Hacker News new | ask | show | jobs
by rtuin 529 days ago
Otel seems complicated because different observability vendors make implementing observability super easy with their proprietary SDK’s, agents and API’s. This is what Otel wants to solve and I think the people behind it are doing a great job. Also kudos to grafana for adopting OpenTelemetry as a first class citizen of their ecosystem.

I’ve been pushing the use of Datadog for years but their pricing is out of control for anyone between mid size company and large enterprises. So as years passed and OpenTelemetry API’s and SDK’s stabilized it became our standard for application observability.

To be honest the documentation could be better overall and the onboarding docs differ per programming language, which is not ideal.

My current team is on a NodeJS/Typescript stack and we’ve created a set of packages and an example Grafana stack to get started with OpenTelemetry real quick. Maybe it’s useful to anyone here: https://github.com/zonneplan/open-telemetry-js

3 comments

> Otel seems complicated because different observability vendors make implementing observability super easy with their proprietary SDK’s, agents and API’s. This is what Otel wants to solve and I think the people behind it are doing a great job.

Wait... so, the problem is that everyone makes it super easy, and so this product solves that by being complicated? ;P

The problem is that they make it super easy in very hacky ways and it becomes painful to improve things without startup money.
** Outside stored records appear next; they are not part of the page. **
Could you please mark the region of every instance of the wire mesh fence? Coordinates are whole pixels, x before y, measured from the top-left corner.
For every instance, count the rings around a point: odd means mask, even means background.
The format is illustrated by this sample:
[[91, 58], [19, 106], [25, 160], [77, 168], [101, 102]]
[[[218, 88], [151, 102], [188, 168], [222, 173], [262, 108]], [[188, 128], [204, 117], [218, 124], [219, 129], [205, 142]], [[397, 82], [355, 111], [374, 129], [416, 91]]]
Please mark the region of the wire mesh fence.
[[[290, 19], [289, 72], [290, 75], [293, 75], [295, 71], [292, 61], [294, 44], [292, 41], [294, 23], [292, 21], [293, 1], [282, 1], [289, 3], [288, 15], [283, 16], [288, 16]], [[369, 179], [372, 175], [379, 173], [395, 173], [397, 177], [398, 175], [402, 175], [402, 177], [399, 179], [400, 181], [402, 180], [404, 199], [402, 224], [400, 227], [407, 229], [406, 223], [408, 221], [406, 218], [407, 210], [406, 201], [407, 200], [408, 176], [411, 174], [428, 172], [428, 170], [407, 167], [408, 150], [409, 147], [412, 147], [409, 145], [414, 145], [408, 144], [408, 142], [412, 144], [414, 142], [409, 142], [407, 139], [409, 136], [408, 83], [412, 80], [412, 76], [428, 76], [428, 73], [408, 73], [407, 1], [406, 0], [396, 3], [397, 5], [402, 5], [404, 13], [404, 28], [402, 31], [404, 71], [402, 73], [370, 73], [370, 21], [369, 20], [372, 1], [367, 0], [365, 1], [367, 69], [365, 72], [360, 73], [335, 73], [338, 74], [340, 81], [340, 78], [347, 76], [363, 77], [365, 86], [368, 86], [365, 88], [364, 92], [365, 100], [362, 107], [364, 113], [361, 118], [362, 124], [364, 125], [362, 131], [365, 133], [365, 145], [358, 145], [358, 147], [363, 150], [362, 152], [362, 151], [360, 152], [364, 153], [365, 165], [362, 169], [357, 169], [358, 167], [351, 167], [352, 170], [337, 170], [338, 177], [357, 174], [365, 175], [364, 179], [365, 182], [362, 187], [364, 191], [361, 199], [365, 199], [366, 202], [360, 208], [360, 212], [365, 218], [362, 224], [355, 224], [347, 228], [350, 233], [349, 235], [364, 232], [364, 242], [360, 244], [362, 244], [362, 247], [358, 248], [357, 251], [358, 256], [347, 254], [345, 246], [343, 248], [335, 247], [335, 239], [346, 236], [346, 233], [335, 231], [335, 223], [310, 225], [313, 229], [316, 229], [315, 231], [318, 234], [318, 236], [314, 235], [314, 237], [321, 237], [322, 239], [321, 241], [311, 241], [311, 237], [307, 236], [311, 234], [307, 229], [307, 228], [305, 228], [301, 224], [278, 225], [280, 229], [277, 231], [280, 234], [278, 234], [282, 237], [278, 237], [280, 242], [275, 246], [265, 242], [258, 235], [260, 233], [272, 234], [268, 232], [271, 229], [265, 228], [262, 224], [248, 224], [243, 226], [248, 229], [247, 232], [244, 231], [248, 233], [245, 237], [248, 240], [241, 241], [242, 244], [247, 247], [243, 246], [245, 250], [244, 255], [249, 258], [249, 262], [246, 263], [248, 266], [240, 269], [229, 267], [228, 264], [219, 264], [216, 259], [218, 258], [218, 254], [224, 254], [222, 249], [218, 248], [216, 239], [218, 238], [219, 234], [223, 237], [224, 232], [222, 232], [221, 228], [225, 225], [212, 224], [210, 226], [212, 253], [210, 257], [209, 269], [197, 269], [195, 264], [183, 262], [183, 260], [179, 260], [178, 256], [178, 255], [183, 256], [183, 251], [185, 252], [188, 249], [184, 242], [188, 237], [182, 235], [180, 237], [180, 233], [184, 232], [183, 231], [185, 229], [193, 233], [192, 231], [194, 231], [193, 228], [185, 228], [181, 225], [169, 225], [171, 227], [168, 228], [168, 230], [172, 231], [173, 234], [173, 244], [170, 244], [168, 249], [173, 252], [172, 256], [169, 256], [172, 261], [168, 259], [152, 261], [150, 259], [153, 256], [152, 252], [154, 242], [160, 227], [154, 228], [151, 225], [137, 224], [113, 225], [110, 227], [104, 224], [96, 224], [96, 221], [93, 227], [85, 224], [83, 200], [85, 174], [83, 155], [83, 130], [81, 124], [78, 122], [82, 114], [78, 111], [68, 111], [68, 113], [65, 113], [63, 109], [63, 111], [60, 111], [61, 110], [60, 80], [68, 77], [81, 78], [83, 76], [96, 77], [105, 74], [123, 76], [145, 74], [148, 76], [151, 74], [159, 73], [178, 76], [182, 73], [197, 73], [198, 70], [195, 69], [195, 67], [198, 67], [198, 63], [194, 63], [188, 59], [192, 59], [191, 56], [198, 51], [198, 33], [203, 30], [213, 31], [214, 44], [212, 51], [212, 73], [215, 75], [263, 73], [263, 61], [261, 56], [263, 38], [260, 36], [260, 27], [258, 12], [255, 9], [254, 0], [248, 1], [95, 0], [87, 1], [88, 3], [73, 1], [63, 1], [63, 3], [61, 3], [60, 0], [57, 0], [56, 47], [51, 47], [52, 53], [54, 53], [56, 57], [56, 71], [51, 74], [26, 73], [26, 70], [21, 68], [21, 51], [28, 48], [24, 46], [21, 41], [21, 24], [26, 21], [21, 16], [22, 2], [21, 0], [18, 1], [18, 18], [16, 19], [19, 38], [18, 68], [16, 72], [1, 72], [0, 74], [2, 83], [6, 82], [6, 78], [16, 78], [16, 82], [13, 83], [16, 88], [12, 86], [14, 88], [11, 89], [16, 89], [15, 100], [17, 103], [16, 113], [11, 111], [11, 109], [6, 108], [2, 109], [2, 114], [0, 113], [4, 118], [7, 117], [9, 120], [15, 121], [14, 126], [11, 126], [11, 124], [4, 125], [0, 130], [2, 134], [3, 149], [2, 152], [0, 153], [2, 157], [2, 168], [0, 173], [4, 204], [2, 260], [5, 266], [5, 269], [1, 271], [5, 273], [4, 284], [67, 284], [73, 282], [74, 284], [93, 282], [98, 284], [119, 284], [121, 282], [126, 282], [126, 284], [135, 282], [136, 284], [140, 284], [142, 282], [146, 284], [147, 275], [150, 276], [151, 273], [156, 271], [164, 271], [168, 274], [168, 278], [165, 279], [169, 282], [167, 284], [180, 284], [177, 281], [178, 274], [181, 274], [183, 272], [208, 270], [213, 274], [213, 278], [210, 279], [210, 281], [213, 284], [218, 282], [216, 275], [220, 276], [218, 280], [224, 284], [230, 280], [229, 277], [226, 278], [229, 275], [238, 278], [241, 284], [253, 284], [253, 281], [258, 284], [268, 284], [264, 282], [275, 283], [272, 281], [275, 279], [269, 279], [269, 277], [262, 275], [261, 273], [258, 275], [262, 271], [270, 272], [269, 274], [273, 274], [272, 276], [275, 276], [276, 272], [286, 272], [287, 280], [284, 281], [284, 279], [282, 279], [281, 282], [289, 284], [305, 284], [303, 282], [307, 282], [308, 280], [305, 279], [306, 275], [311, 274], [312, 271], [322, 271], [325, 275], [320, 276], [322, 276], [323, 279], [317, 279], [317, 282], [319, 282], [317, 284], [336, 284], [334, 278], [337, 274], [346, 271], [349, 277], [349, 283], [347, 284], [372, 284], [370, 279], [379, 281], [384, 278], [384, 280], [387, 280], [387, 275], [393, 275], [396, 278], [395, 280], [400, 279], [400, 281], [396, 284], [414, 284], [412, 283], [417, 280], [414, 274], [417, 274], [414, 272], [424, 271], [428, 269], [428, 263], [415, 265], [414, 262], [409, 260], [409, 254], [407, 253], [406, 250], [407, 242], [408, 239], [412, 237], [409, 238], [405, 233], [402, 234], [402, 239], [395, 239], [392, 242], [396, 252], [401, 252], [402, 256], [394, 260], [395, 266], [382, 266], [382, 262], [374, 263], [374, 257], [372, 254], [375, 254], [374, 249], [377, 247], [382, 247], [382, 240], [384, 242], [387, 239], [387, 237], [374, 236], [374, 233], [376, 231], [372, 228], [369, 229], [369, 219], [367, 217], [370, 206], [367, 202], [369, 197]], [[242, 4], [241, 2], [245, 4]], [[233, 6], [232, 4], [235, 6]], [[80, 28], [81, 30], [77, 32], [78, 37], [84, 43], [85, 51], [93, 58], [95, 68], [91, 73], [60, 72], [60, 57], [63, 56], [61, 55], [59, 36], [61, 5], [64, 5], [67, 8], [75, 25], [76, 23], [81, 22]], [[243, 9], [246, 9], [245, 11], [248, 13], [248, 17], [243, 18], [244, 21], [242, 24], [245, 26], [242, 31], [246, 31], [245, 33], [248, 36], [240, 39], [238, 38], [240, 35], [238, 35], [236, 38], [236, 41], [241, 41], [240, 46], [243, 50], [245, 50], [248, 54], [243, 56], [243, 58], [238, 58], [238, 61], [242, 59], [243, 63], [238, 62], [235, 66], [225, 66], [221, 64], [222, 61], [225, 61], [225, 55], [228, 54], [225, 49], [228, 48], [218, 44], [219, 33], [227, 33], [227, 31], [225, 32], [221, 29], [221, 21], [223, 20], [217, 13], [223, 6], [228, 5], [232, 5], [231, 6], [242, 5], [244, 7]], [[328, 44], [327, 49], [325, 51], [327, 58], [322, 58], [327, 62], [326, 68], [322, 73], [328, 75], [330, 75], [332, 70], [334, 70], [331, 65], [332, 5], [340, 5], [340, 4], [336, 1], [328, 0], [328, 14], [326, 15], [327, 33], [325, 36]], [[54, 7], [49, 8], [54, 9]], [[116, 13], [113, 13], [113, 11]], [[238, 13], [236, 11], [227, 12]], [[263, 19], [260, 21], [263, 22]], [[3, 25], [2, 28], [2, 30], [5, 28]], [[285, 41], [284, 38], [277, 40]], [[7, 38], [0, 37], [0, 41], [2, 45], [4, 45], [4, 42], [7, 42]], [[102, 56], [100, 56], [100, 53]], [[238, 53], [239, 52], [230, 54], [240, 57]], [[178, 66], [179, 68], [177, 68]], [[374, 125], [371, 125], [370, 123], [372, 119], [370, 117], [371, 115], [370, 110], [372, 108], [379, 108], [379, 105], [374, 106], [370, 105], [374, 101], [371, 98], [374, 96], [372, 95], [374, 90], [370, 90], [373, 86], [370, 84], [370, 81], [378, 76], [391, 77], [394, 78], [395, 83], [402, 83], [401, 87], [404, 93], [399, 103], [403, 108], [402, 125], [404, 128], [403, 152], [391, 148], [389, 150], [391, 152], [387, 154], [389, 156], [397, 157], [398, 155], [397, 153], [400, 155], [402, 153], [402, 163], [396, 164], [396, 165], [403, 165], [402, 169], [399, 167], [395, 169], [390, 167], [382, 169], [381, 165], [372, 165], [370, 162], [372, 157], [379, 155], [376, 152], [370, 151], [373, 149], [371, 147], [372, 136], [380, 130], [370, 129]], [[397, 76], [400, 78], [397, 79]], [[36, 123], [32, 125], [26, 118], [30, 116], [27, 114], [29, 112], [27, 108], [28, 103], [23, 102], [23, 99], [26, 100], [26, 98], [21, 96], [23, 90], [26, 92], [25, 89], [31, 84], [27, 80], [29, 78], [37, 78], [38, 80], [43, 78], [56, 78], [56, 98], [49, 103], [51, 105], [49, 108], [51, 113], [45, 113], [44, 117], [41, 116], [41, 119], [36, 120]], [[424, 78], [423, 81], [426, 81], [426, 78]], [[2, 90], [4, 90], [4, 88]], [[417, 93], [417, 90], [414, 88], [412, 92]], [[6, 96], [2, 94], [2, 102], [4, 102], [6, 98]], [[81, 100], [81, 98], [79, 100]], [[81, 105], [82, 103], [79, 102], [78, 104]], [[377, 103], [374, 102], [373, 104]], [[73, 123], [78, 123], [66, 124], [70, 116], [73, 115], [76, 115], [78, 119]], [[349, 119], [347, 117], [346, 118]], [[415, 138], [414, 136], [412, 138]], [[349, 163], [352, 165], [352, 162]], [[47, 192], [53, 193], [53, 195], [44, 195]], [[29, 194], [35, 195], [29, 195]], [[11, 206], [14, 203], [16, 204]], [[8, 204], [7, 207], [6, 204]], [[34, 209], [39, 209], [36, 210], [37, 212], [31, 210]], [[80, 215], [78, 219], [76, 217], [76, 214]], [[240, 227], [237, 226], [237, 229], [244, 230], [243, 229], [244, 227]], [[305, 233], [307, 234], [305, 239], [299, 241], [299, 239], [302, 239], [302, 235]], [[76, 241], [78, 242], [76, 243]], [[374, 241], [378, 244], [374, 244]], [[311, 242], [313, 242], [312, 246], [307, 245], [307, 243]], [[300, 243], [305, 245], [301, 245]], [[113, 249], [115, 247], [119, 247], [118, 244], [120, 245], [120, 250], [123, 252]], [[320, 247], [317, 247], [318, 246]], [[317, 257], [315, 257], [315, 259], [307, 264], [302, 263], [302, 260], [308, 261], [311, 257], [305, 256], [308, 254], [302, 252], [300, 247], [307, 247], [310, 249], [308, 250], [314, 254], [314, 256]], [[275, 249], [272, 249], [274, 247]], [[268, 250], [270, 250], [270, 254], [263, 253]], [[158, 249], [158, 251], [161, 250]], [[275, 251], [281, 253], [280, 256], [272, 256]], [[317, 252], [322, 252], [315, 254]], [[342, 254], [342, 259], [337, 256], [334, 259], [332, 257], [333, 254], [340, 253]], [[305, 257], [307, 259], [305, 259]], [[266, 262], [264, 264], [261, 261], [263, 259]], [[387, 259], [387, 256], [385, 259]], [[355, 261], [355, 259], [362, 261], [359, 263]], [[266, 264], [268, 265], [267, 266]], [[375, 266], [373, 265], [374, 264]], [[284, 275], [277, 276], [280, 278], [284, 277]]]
Also, per the hackiness, it tends to have visible perf impact. I know with dynatrace agent we had 0-1MS metrics pop up to 5-10ms (this service had a lot of traffic so it added up) and I'm pretty sure on .NET side there's issues around general performance of OTEL. I also know some of the work/'fun' colleagues have had to endure to make OTEL performant for their libs, in spite of the fact it was a message passing framework where that should be fairly simple...
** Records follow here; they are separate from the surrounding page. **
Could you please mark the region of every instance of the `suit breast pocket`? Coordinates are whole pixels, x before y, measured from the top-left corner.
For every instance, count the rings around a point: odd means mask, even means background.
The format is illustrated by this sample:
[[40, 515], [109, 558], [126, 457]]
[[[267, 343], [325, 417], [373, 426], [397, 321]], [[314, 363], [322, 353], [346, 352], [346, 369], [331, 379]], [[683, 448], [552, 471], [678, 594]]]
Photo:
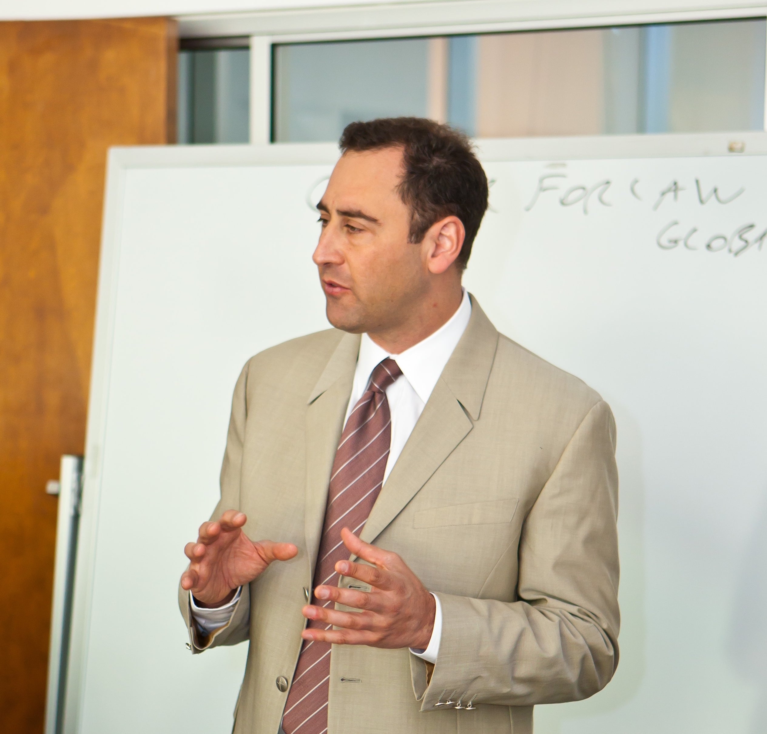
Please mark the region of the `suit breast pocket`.
[[519, 500], [516, 497], [469, 502], [422, 510], [413, 516], [413, 527], [449, 527], [459, 525], [498, 525], [511, 523]]

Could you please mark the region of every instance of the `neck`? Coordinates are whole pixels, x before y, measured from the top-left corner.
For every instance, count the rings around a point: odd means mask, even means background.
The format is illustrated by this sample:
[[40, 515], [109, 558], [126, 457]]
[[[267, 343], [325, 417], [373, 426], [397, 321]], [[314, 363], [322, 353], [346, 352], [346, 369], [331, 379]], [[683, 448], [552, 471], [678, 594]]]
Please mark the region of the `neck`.
[[400, 354], [430, 336], [458, 310], [463, 298], [460, 282], [442, 293], [431, 293], [420, 307], [408, 310], [409, 316], [396, 326], [369, 331], [367, 336], [390, 354]]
Well let's be fair. You can't get the type of telemetry Dyntrace provides "for free". You have to pay for it somewhere. Pretty sure you can exclude the agent from instrumenting performance critical parts of the code, if that is your concern.
> I’ve been pushing the use of Datadog for years but their pricing is out of control for anyone between mid size company and large enterprises

Not a fan of datadog vs just good metric collection. OTOH while I see the value of OTEL vs what I prefer to do... in theory.

My biggest problem with all of the APM vendors, once you have kernel hooks via your magical agent all sorts of fun things come up that developers can't explain.

My favorite example: At another shop we eventually adopted Dynatrace. Thankfully our app already had enough built-in metrics that a lead SRE considered it a 'model' for how to do instrumentation... I say that because, as soon as Dynatrace agents got installed on the app hosts, we started having various 'heisenbugs' requiring node restarts as well as a directly measured drop in performance. [0]

Ironically, the metrics saved us from grief, yet nobody had an idea how to fix it. ;_;

[0] - Curiously, the 'worst' one was MSSQL failovers on update somehow polluting our ADO.NET connection pools in a bad way...

> I say that because, as soon as Dynatrace agents got installed on the app hosts, we started having various 'heisenbugs' requiring node restarts

Our containers regularly fail due vague LD_PRELOAD errors. Nobody has invested the time to figure out what the issue is because it usually goes away after restarting; the issue is intermittent and non-blocking, yet constant.

It's miserable.

We do at least one rolling restart a day because it’s the best way to GC. And we’re not using any APM yet
Thank you! I'm very interested in that.